The blog is quite long but I would encourage you all to read it. The following three paragraphs by Fourat Janabi really hit home with me.
Since 1961, we’ve increased yield by 300% using only 12% more land. How? We used technology to make drastically increase yield and avert the predicted disaster of Ehrlich and many others. Said differently, if we kept farming organically, mass famine would have ensued. Without such yield increases thanks to plant science, we would have had to use two Latin America’s of arable land to compensate, or, more likely, the predicted mass starvation would have occurred. If in the 1960s when the world population was less than 3 billion people, the propagation of organic farming as the sole agricultural method would have resulted in disaster, how it will help us now when we are 7 billion people and on the way to 9-10 billion people? The majority of that increase in yield has come from plain ol’ conventional agriculture, but now our yields are coming up against a glass wall for that type of plant science, and GE foods are the next process to take us forward to surmount the coming set of problems. And, while we still have a starving billion today, it is not because we can’t create the food, but we can’t get it to them. The solution to world hunger is for those most afflicted by it to be able to grow their own food, instead of relying on food aid and handouts as band aids applied to a broken bone. Organic farming will not suffice for Sub-Saharan Africa; they need heat-tolerant and drought-resistant strains. (They already don’t have any biotechnology or conventional agriculture, ergo, organic farming, which is what remains, has failed them.)
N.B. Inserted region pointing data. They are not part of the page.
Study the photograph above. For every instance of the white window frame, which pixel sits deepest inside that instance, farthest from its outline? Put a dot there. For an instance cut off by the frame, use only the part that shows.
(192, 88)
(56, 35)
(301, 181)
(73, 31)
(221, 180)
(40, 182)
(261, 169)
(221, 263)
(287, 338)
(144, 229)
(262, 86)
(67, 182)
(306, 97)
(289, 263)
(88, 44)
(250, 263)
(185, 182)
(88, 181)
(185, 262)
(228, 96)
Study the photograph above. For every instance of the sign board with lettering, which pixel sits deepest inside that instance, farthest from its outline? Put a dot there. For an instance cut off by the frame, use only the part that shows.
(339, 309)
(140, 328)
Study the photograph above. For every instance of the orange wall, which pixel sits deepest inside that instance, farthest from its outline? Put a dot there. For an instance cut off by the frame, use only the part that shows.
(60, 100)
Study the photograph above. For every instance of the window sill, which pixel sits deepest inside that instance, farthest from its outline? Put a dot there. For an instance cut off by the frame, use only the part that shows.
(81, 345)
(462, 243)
We need to stop pretending that only Big Ag and Monsanto lobbies, undercuts, and undermines democracy; the organic movement spends $2.5 billion a year on advocacy. We need to stop thinking that Monsanto is after world domination: the global GM seed market in 2012 was $14 billion (world GDP is $70 trillion–world domination with 0.0002% of the purchasing power of the planet), while organic food sales are $60 billion worldwide. (The total value of those GM crops when harvested was around $65 billion.) We need to know that all farms strive to use the least amount of pesticides required, as it is their biggest expense, and that synthetic chemicals are nota priori worse than organic chemicals, in fact, quite the opposite. In other words, we need to get real, and deal with the facts as they are, not as we want them to be.
Whatever is the case, we need to realize that feeding 7 billion, let alone 9 to 10 billion people in the near future, isn’t going to be easy. If it fits on a Facebook photo as a caption, you can rest assured it will solve nothing. This post is 4,600 words long and is barely scratching the surface. Some silly shared photo on Facebook demonizing Monsanto or chemical use not only shows you things out of context, they detract from the conversations we should be having.
This probably isn't going to solve anything.
Like I said I really hope you will read the entire article and perhaps share with it others. I firmly believe that whether you want GMOs in your family's home or not they are important part of our food system.
Fantastic post Crystal, what a great article. It's very difficult to verbalize positive facts and opinions on GMO's because its such a broad and diverse topic and because it has so much emotion attached to it for so many people. I like this very much, it gets to it on easy to understand terms. Thanks for the read, I know I'll find it useful in future conversations!